Es roch nach Lavendel, Zimt und Fäulnis. Letzteren Geruch kannte er von den vielen Leichen, die er in seinem Leben bereits gesehen hatte. Man wurde nie immun gegen diesen Gestank.
Ein Blitz riss ihn aus seinen Gedanken. Der Fotograf von der Spurensicherung schoss mit seiner Spiegelreflexkamera Bilder vom Beichtstuhl, der aus drei Kabäuschen ohne Türen bestand. Unter der linken Kabine ragte eine Blutrinne hervor. Die dunkelgrauen Gardinen versperrten Monti die Sicht auf die Innenseite, wo gewöhnlich die Beichtenden und der Beichtvater ihre Plätze einnahmen.

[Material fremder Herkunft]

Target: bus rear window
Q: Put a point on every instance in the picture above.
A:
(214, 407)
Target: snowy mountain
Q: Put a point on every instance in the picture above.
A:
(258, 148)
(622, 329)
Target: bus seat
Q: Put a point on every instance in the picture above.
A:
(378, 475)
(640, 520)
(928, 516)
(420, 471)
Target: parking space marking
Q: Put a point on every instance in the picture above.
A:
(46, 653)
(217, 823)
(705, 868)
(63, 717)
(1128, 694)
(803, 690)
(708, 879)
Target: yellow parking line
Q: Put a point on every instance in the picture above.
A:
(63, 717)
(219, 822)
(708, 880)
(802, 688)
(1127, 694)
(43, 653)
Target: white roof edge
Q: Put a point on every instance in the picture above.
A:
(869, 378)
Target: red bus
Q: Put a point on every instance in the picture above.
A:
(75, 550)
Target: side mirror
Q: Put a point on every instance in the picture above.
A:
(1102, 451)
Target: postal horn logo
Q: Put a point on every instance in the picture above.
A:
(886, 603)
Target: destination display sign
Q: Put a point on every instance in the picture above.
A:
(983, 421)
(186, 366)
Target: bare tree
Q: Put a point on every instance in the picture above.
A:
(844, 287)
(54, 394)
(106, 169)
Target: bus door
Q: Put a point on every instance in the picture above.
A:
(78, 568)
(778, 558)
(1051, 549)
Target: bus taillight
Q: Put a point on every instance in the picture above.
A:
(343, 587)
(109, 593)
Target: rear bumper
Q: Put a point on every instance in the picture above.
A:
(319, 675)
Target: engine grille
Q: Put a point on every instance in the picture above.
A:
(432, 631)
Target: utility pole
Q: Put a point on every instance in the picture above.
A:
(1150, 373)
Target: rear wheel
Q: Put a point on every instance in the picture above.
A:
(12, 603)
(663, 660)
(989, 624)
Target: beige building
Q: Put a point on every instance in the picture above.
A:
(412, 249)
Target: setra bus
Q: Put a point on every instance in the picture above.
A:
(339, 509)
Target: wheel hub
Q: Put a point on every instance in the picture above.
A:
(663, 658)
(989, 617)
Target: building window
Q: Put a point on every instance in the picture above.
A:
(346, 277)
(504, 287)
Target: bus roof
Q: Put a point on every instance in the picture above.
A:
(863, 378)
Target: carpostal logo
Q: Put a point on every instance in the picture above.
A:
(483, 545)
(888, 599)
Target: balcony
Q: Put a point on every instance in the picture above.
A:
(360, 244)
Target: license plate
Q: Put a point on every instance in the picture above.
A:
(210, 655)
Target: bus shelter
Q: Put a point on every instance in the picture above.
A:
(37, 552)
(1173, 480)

Monti lief auf die andere Seite. Jetzt erblickte er den Toten. Ein Mann mit kurzen braunen Haaren und einem Dreitagebart lag auf der Kniebank: regungslos, zusammengesackt, abgedreht und blutüberströmt. Das Opfer starrte zur Decke, als ob es sich Hilfe vom Himmel erhofft hätte. Vergeblich. Die Rettung von oben war ausgeblieben. Der Mann wurde erstochen.
Er trat näher an die Leiche heran. Der Mund des Toten war weit aufgerissen, als sei er überrascht gewesen, wer ihn umbringen wollte. Auf der Höhe des Brustkorbes hatten sich Blutflecken zentriert. Von dort aus rann das Blut hinunter und zeichnete einen Streifen, der einem Wasserfall glich. Die schwarze Lederjacke, die mit Nieten überzogen war, wies Einstichlöcher auf. Die Bluejeans hatten nicht mehr viel von ihrer Ursprungsfarbe übrig, das lag weniger am Blut, das sie tränkte, sondern daran, dass sie verwaschen waren.
Die Blutspur am Boden war eingetrocknet, die Farbe bereits von Rötlich zu Bräunlich übergegangen, aber noch nicht zu Dunkelbraun. Die Tat musste sich vor weniger als zwölf Stunden ereignet haben, sagte ihm seine Erfahrung.
»Wer hat die Leiche gefunden?«, fragte Monti.
Hafner drehte den Kopf zur Seite und zeigte zur Person, die auf der Treppe vor dem Altar kniete und betete. Sie liefen zum Betenden, der sie nicht bemerkte, als sie hinter ihm standen.
Monti hustete.
Der Mann bekreuzigte sich, stand auf, wandte sich ihnen zu und reichte Monti die Hand. Er trug ein weißes liturgisches Gewand mit einem großen goldenen Kreuz, das auf seiner Brust lag, und eine weiße-beige Stola hing um Hals und Schultern. Er hatte einen hohen Haaransatz und gewellte braune Haare. Er war etwas kleiner als Monti, dafür etliche Kilos schwerer.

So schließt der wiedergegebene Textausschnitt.